Echo (Hunt Brothers Search & Rescue #2)
1. Jane Doe
CHAPTER 1
JANE DOE
H e’s going to kill me.
There’s not a single doubt in my mind that I won’t live to see another sunrise. Unless, of course, I’m granted a miracle. Dear God, please grant me a miracle.
I pump my arms, urging my body to move faster as my breathing comes out in ragged puffs of air, thanks to the cool spring night. I’m thankful for the cold, though, because it’s helping to dull the full extent of the pain from my impact with the car a few hours ago. After managing to pop the trunk open and jumping out at that stop sign, I thought I’d finally gotten my chance at an escape.
Unfortunately, he showed no qualms about literally running me down. My hip aches, my side right along with it, but thank God, nothing feels broken.
Not yet, anyway. Adrenaline pulsing through my system, I try to decide which route I should take. I could take my chances and maybe climb a tree—though then I’ll be trapped. The only thing I do know is that I can’t keep running. And when he catches up to me, I won’t be walking away. Not this time. My bare feet burn, but the cuts covering them are the least of my problems.
A gunshot rings out, and I stumble, slamming my knee into a rock. I choke on a scream. I can’t let him know where I am. It’s dark now, and the shield of trees is keeping me relatively hidden. Out of sight, out of the crosshairs.
I just have to live until morning. By then, this park will be busy with hikers, and murdering me will be too risky. Even for him.
Another shot. Wood splinters off the tree beside me, and I fall once more, shredding the hem of the men’s dress shirt I’d managed to grab on my way out the door. It helps to shield my body from the cold, covering skin the black dress I’m wearing beneath it doesn’t.

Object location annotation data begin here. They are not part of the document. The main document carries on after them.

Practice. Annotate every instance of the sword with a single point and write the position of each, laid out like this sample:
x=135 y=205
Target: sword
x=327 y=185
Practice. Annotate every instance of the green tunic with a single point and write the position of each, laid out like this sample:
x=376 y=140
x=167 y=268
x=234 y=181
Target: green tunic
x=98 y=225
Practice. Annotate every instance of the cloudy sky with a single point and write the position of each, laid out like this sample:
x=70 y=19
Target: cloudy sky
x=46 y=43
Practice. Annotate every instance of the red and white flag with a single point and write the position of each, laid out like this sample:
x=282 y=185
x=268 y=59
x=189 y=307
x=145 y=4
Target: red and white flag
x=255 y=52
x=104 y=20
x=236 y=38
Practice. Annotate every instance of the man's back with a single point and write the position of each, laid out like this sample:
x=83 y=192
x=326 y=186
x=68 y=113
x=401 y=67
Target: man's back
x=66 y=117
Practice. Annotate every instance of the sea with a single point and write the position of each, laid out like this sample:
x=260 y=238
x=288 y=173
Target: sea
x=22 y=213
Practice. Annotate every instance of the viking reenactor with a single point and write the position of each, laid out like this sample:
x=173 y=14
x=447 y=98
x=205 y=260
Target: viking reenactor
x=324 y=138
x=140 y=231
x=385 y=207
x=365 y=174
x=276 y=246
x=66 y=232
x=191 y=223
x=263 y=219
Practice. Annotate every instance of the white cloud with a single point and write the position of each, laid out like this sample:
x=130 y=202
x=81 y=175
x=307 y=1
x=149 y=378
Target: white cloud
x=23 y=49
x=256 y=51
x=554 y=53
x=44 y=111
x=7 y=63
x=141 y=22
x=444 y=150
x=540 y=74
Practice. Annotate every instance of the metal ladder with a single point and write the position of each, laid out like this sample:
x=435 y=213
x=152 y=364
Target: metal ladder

Fabric tears as I push up from the ground.
The Lord is my Shepherd; I have all that I need. I start repeating Psalm 23. My mother told me to write it on my heart for moments just like this.
Tears sting my eyes.
He lets me rest in green meadows; he leads me beside peaceful streams.
Every move is agony, but I keep going. Keep moving.
He guides me along right paths, bringing honor to His name.
I have to keep fighting until there’s no more breath in my chest. I won’t go down without a fight. Too much has been lost already, and if something happens to me, the truth will also be buried six feet beneath the cold, hard ground.
Ahead, I can see the bright illumination of headlights on the highway. Hope fills me with renewed strength. If I can get up to the roadside, I can get into a car before he reaches me. Then I’ll be able to survive. Then I can get help.
I push harder. Faster. I’ve got this.
Until—I slide to a stop at the edge of a river.
Water roars, blocking me from the highway. Thanks to the heavy rains we’ve had over the past couple of days, there’s no hope of me getting across without being swept away. Still, maybe?—
“I told you I’d find you. I will always find you.”
Even when I walk through the darkest valley, I will not be afraid, for You are close beside me.
Dread coils in my belly as I turn to face my attacker. His smile is sinister, his eyes dark. How I ever trusted him, I’ll never know. Unfortunately, it’s a mistake that will likely cost me my life. “What, you don’t think you can take me on without that?” I ask, eyeing his weapon, trying to keep my tone level.
Your rod and Your staff protect and comfort me.
He raises the gun and levels it on me. “I have nothing to prove to you, darling. I gave you a chance. You failed. Now I have no choice. You gave me no choice. Why couldn’t you just take the deal? Why couldn’t you play ball?”
“You know me well enough to know I never would have gone along with it. You sold your soul, and that’s something I’ll never do.”
You prepare a feast for me in the presence of my enemies. You honor me by anointing my head with oil.
“Always dramatic. Things could’ve worked out. I’m sorry, but you’ve truly not given me any choice.”
My cup overflows with blessings. Surely Your goodness and unfailing love will pursue me all the days of my life…
A single tear slips down my cheek. If this is the end, at least, I stayed true to myself. At least, I didn’t—a gunshot echoes through the trees, and the bullet tears through the flesh of my abdomen.
Pain.
So much blinding pain.
And I will live in the house of the Lord forever.